The actress said, "They wanted to create a really lovely, dramatic exit for me to leave on and this opportunity arose when they planned this huge motorway pile-up. Iain was the guy on call, and given his relationship with Sam, it seemed like the perfect moment to throw a real spanner in the works." Salt liked that her departure was kept a secret until transmission, and she felt that it would make more of an impact on viewers. She found filming Sam's last scene to be "really sad", even though it was shot first.

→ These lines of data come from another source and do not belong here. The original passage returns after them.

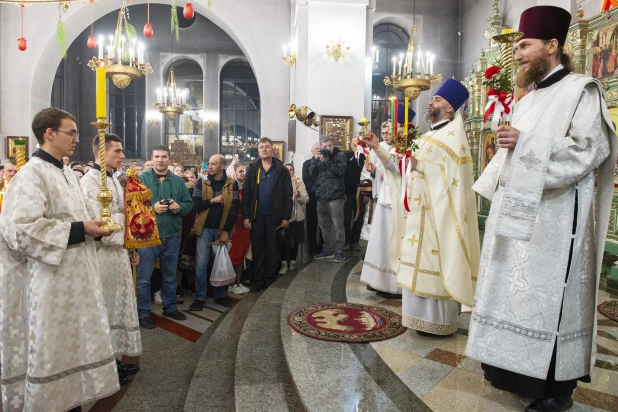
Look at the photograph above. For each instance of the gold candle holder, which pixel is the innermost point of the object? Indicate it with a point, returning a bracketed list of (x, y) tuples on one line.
[(363, 124), (20, 153), (105, 196)]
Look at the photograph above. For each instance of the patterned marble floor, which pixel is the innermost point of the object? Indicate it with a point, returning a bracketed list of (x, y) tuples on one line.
[(437, 370)]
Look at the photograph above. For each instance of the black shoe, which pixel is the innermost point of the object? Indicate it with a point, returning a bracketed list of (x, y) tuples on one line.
[(123, 378), (197, 305), (127, 369), (177, 315), (224, 302), (387, 295), (551, 404), (147, 323)]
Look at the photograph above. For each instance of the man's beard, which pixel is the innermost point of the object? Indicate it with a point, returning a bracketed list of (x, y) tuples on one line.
[(433, 116), (537, 70)]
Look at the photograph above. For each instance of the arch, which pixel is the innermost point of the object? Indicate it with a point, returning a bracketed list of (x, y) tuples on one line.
[(231, 17)]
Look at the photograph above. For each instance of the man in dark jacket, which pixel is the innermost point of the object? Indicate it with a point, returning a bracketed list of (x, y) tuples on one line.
[(266, 208), (171, 201), (328, 172), (315, 246), (353, 170)]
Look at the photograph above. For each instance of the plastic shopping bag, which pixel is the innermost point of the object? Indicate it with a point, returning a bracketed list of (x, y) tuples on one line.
[(222, 269)]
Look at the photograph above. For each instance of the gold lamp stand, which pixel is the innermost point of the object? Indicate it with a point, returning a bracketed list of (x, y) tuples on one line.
[(105, 196)]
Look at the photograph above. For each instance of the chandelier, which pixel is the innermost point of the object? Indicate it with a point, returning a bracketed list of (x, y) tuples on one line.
[(404, 77), (122, 57), (172, 101)]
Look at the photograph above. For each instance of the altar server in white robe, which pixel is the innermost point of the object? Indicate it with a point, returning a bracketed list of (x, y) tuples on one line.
[(55, 346), (377, 272), (533, 323), (434, 248), (115, 270)]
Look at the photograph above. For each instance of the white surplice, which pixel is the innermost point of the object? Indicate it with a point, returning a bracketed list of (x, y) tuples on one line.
[(55, 346), (525, 306), (115, 270), (377, 271)]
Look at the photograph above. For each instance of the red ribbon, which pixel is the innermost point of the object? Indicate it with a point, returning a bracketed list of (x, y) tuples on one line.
[(502, 96)]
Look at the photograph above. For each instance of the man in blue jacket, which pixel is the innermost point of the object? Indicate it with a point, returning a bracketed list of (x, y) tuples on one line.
[(171, 200)]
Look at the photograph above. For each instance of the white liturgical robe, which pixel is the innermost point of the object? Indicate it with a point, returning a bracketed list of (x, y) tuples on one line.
[(115, 269), (435, 247), (526, 303), (55, 347)]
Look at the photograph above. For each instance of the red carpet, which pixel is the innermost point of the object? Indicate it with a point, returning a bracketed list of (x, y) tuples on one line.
[(346, 322), (609, 309)]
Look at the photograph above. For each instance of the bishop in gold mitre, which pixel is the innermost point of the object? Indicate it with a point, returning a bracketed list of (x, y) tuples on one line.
[(434, 247)]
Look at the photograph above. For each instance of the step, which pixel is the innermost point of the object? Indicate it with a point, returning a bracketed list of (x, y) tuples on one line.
[(212, 386), (334, 376), (262, 381)]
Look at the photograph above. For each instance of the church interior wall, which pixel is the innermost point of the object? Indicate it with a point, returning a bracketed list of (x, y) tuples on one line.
[(27, 76)]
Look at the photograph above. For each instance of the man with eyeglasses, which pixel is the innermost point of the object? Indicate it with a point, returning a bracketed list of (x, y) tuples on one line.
[(60, 350)]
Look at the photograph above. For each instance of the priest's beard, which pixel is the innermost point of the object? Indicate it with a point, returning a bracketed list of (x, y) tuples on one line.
[(434, 116), (537, 70)]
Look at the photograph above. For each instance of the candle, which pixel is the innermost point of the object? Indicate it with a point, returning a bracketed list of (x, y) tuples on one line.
[(395, 110), (392, 117), (405, 116), (101, 94), (101, 46)]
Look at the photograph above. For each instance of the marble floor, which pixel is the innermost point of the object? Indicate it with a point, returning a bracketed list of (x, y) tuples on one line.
[(248, 359), (437, 370)]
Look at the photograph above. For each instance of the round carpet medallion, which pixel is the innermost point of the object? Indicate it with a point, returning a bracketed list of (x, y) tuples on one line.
[(609, 309), (346, 322)]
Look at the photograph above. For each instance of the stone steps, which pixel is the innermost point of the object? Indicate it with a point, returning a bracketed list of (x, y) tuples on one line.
[(261, 379)]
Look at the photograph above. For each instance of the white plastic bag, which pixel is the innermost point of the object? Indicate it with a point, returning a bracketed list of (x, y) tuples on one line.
[(222, 269)]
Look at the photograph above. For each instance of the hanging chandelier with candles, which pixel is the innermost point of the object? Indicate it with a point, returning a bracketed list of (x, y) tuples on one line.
[(122, 56), (172, 101), (405, 78)]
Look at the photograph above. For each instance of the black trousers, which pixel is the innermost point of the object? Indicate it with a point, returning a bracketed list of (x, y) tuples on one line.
[(315, 246), (265, 250), (353, 229)]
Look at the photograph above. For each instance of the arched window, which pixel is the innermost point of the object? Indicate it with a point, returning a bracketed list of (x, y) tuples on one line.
[(390, 41), (127, 108), (239, 111), (189, 126)]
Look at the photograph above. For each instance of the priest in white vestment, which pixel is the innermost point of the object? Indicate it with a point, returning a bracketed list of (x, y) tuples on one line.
[(115, 270), (434, 248), (55, 346), (551, 184), (377, 272)]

Salt added that Sam's death would also impact Iain, who will show a dark side as he spirals "into a demise afterwards."

==Reception==
Sam's death was nominated for Biggest OMG Soap moment and Most devastating Soap Death at the 2018 Digital Spy Reader Awards.

Of Sam's introduction, David Butcher of the Radio Times commented, "From the word go, she makes her presence felt with 'tools civilians can only dream about'." Butcher also branded Sam an "ex-Army action woman". Patrick McLennan of What's on TV observed, "Major Sam Nicholls manages to wind up everyone in the ED – on her very first day!" Salt was initially concerned that Sam would not be liked because of her hot-headedness, but she said that she received great feedback from viewers, and commented that "people are mostly saying 'Go Sam!'"

The show's executive producer Johnathan Young called Sam one of the show's "most colourful characters", and added that she had become popular with audiences. Butcher later called Sam an "ice-queen", and a "superwoman". He thought her relationship with Dylan was surprising, but the chemistry between them was "believable". He added that "they make sense as embittered exes." Katy Moon of Inside Soap branded Sam a "steely medic". A Western Mail writer observed that the GMC hearing had started "to take its toll" on Sam.